Nach seiner Rückkehr nach England wurde er als Botschafter nach Frankreich entsandt, wo er sich weiterhin für die Sache Heinrichs einsetzte und versuchte, eventuelle Übereinkünfte zwischen Karl V. und Franz I. zu sabotieren. Obwohl er kein Latein beherrschte, was damals häufig als Verkehrssprache an den Höfen benutzt wurde, gelang es ihm rasch, sich als Botschafter zu etablieren, da er schnell Franz' Vertrauen gewann. Bryan erhielt regelmäßig Zugang zum französischen König und war ihm gegenüber genauso offen wie Heinrich. 1532 war Bryan schließlich wieder am englischen Hof und ging seinen Pflichten als Gentleman der Privy Chamber nach. Im Gegensatz zu seinem Schwager Nicholas Carew begleitete Bryan den König und Anne Boleyn jedoch nicht auf ihrer Reise nach Calais im Oktober. Weitere kurze Reisen nach Frankreich 1533 beinhalteten einen Versuch, Franz von einem Treffen mit dem Papst abzubringen und die Übermittlung der Nachricht, dass Heinrich vom Papst exkommuniziert worden war.
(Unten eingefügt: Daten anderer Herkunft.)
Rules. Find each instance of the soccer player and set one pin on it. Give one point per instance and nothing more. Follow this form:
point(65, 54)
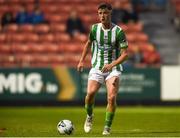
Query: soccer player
point(109, 49)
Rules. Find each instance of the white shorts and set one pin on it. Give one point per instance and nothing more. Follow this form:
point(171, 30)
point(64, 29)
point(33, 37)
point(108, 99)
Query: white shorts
point(100, 77)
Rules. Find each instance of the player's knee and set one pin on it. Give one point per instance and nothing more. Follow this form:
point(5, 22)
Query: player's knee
point(111, 99)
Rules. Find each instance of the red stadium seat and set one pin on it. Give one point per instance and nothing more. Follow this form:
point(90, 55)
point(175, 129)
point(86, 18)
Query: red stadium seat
point(2, 37)
point(62, 38)
point(42, 28)
point(21, 48)
point(5, 48)
point(18, 37)
point(47, 38)
point(56, 27)
point(28, 28)
point(142, 37)
point(11, 28)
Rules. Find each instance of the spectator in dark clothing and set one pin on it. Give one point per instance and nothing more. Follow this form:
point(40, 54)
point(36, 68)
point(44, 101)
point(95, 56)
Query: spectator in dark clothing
point(37, 16)
point(117, 12)
point(22, 16)
point(7, 18)
point(129, 14)
point(74, 24)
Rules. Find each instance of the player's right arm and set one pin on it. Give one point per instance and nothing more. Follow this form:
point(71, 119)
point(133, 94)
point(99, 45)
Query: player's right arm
point(83, 56)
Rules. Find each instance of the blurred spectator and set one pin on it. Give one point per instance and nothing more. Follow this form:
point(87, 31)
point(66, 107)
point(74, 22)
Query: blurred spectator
point(117, 12)
point(7, 18)
point(151, 57)
point(150, 4)
point(130, 15)
point(135, 57)
point(22, 16)
point(74, 24)
point(37, 16)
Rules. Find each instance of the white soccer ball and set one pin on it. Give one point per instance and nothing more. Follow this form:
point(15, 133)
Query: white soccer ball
point(65, 127)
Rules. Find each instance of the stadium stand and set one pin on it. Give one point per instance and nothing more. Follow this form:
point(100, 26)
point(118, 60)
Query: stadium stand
point(44, 45)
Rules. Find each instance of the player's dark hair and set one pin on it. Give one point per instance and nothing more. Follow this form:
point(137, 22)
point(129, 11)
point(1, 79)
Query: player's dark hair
point(105, 5)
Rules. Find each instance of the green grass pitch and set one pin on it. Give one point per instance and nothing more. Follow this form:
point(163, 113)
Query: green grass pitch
point(128, 121)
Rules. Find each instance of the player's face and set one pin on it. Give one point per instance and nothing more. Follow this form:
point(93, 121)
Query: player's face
point(104, 15)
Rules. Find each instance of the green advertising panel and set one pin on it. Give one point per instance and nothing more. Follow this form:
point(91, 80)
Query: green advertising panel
point(66, 84)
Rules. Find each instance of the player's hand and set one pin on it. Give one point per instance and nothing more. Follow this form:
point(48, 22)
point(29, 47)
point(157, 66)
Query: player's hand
point(80, 67)
point(106, 68)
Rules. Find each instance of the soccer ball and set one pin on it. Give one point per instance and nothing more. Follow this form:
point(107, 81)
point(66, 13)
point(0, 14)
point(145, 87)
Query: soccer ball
point(65, 127)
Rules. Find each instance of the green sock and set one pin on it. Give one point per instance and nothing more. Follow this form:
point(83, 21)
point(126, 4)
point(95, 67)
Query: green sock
point(89, 108)
point(109, 118)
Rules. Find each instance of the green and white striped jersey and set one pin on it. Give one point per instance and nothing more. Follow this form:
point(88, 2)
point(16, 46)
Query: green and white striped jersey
point(106, 45)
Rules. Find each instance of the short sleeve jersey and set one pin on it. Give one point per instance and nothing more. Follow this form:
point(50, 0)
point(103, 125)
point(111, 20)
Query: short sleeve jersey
point(106, 45)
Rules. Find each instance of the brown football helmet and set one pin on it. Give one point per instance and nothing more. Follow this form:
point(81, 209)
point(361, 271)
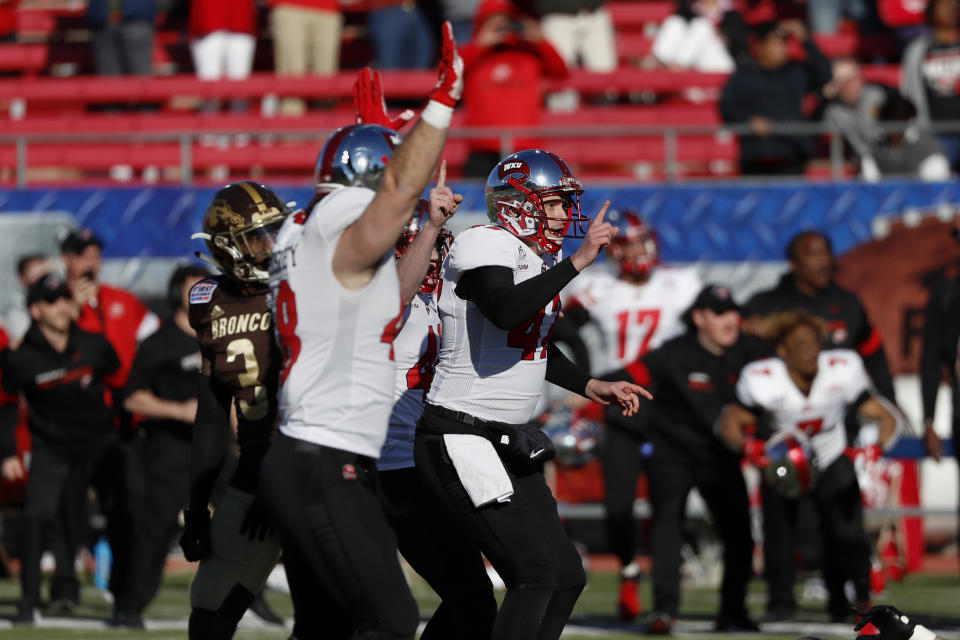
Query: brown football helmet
point(240, 227)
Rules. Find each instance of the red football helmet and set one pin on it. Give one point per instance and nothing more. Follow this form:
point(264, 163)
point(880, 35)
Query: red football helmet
point(636, 247)
point(516, 189)
point(444, 240)
point(793, 464)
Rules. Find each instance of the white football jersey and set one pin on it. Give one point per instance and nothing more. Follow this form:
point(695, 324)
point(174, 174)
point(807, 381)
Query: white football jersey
point(841, 380)
point(633, 319)
point(415, 350)
point(483, 370)
point(336, 387)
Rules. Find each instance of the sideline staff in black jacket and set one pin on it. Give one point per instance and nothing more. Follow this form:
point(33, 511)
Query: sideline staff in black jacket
point(60, 370)
point(692, 377)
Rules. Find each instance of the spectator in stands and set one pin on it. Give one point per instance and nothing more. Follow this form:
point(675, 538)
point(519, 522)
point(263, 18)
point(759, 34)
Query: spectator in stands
point(402, 35)
point(120, 317)
point(30, 268)
point(856, 110)
point(122, 35)
point(930, 73)
point(694, 37)
point(306, 37)
point(61, 370)
point(772, 90)
point(163, 387)
point(581, 31)
point(223, 38)
point(504, 65)
point(460, 14)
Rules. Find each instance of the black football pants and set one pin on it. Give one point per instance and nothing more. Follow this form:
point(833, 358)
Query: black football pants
point(443, 554)
point(523, 539)
point(846, 549)
point(721, 484)
point(324, 502)
point(621, 469)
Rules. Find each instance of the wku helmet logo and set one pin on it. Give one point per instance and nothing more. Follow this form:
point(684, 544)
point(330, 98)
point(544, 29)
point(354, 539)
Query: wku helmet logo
point(514, 166)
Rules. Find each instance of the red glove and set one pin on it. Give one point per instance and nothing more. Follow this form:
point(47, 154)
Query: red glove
point(756, 453)
point(370, 105)
point(871, 454)
point(450, 86)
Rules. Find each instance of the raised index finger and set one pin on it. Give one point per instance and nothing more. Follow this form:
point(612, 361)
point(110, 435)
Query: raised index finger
point(603, 212)
point(442, 174)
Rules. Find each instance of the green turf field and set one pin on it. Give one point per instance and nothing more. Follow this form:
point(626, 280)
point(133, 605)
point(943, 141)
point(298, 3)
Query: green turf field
point(934, 599)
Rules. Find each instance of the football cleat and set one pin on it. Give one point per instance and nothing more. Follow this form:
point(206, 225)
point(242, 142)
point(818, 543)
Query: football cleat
point(628, 602)
point(658, 623)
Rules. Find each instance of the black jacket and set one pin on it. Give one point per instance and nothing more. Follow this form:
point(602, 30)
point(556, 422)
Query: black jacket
point(690, 387)
point(64, 391)
point(168, 365)
point(941, 330)
point(777, 95)
point(848, 326)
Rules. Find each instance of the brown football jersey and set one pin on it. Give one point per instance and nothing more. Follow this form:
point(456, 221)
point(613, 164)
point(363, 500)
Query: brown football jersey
point(235, 330)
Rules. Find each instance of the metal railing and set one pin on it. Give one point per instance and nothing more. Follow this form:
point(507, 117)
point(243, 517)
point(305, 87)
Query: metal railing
point(670, 135)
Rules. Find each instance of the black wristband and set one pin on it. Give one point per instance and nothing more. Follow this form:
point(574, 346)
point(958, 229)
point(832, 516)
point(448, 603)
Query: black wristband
point(563, 373)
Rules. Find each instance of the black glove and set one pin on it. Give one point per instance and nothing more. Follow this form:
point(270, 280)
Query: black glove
point(257, 523)
point(195, 540)
point(890, 624)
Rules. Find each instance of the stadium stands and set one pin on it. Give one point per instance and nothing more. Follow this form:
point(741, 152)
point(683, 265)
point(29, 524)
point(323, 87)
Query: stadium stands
point(46, 114)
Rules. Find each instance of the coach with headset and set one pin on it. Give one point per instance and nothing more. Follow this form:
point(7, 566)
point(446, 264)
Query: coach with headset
point(162, 387)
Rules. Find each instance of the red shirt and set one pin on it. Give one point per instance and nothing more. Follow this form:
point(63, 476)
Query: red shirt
point(236, 16)
point(502, 87)
point(122, 319)
point(320, 5)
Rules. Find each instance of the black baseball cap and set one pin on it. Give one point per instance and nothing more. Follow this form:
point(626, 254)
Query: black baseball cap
point(716, 297)
point(78, 240)
point(49, 288)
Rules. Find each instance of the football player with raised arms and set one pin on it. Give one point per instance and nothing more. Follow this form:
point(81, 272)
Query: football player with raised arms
point(808, 389)
point(476, 456)
point(337, 306)
point(636, 308)
point(436, 547)
point(240, 364)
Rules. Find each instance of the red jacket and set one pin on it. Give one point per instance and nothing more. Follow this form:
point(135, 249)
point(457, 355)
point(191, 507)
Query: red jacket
point(503, 86)
point(123, 320)
point(237, 16)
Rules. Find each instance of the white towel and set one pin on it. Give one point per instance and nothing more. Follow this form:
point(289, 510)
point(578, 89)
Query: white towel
point(479, 467)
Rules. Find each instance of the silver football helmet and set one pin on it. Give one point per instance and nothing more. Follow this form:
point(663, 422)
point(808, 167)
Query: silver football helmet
point(354, 156)
point(516, 189)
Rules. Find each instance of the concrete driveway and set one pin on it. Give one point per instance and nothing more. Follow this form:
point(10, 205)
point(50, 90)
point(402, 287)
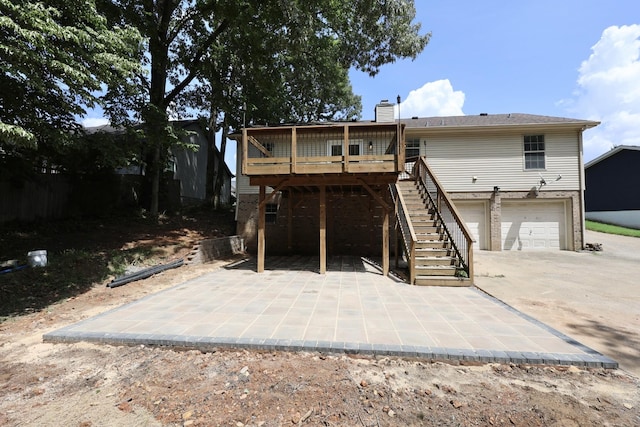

Als im selben Jahr Thomas Cranmer Heinrichs Ehe mit Katharina von Aragón zu Anne Boleyns Gunsten auflöste, sagte Francis Bryan gegen Heinrichs verstoßene Königin aus, woraufhin sie für „ungehorsam“ erklärt wurde, während man über Bryan sagte, dass „seine Gegenwart schon in verschiedenen Fällen Gutes hätte bewirken können“.[7] Ein Jahr später erhielt Bryan als Vertreter Buckinghamshires einen Sitz im House of Commons, dem Unterhaus des britischen Parlaments. Laut einer Liste war er maßgeblich an den Gesetzesentwürfen über die neue Definition von Verrat beteiligt.[3]
Unter Verdacht
Der Fall Anne Boleyns
Im Jahr 1534, ein Jahr nach der Geburt ihrer Tochter Elisabeth, erlitt Anne Boleyn eine Totgeburt. Bryan distanzierte sich in dieser Zeit von den Boleyns, was sich in einem Streit mit Annes Bruder George Boleyn äußerte. Nachdem er die letzten Monate des Vorjahres wieder in Frankreich verbracht hatte, kehrte er 1536 an den Hof zurück, begab sich allerdings im April nach Buckinghamshire. Als seine Freunde und Kollegen Thomas Wyatt, George Boleyn, Francis Weston, Henry Norris und William Brereton verhaftet wurden, erhielt auch Bryan vom Lordsiegelbewahrer Thomas Cromwell die Aufforderung, bei Hofe zu erscheinen und eine Aussage zu machen. Allerdings hatte sein Freund Wyatt ihm bereits eine mit dem Ecclesiasticus verschlüsselte Warnung aus dem Tower zukommen lassen, die Bryan dank seiner Bibelkenntnisse mühelos entziffern konnte.[3]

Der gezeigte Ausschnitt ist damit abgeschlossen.